The University of the Balearic Islands (UIB) enters the top 10 public universities with the highest percentage of precarious teaching staff according to a study by the University of Granada.

Virginia Servera

The almost poetic idea of the figure of the university professor, who is assumed to have a high social position, is fading away. A recent study by the University of Granada warns of the spread of precariousness in the teaching staff of Spanish public universities, especially since the beginning of this century. 

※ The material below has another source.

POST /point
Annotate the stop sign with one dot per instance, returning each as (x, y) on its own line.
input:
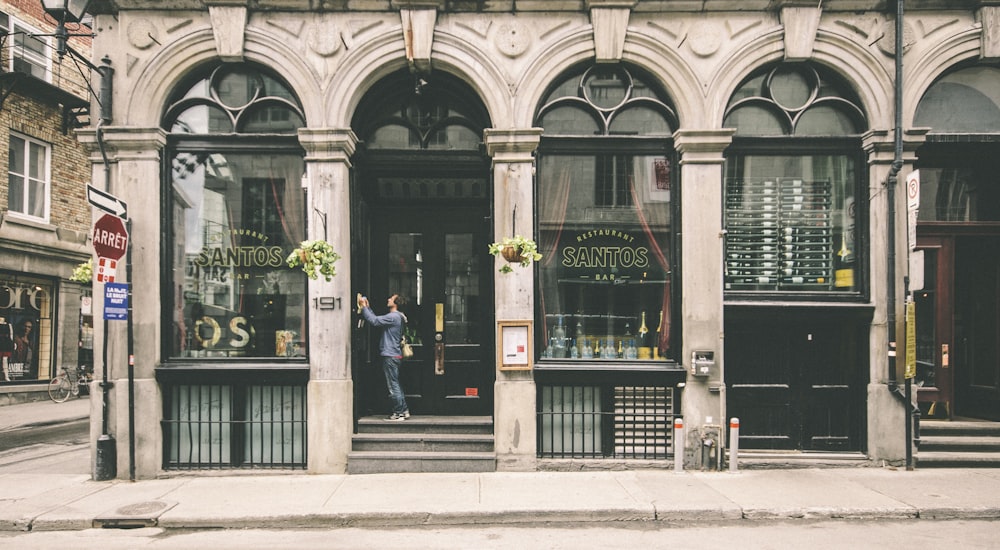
(110, 237)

The 2001 Organic Law on Universities (LOU) and its subsequent modification in 2007 (LOMLOU) opened the door, according to the study, to the consolidation of temporary entry figures to the teaching career, such as associate professors and interim substitutes, as well as promoting the de-functionalisation of teaching staff. This, combined with a context of economic crisis, which brought with it a halving of public spending on universities and replacement rates of 0 %, would explain why in recent years precariousness has spread in many universities, giving rise to a model that the authors of the report describe as low cost, with low salaries, high temporariness, difficulties in achieving stabilisation and a delay in the incorporation into the teaching career that has repercussions on the ageing of the staff.

 

The UIB stands out in terms of precariousness

At the University of the Balearic Islands (UIB) the percentage of associate lecturers has been increasing to reach 50.55% of the staff, a figure well above the national average (32.99%), according to the University Staff Statistics (EPU). The study places the highest educational institution of the Islands in eighth place in the ranking of universities that most frequently employ precarious staff in order to reduce costs. 

To correct this situation, which the UIB attributes to “the lack of funding and the limitations of the replacement rate”, the vice-rector of Teaching and Research Staff at the University of the Balearic Islands, Antoni Bordoy, says that “a process has begun that will conclude in January 2024 and will stabilise 117 temporary and interim staff positions”. In addition, thanks to government funding injections and the unification of financial allocations, around 90 new full-time positions will be created, he says. With these actions, it is expected that “by the end of 2023, the number of hours taught by associated teaching and research staff (PDI) will have fallen to 42.87%”, he predicts. Furthermore, “the government team has presented the Govern with a programme to reduce the percentage of associated teaching and research staff to 35% in three years”, he concludes.

 

False associates and resignation 

“The fact that there are such high percentages of associate lecturers raises suspicions about the existence of false associates, i.e. lecturers who do not have a job outside the university,” warns José Manuel Torrado, co-author of the study.

Asked about the lack of mobilisation among the affected lecturers, Torrado points to the logic of recruitment: “Not much noise is made because they want to forge good relations with the recruitment committees, which are made up of permanent members of the department itself. Often the fact of having raised resistance can be taken as an attack on the institution itself and that undermines the chances of consolidating yourself as a professor,” he complains.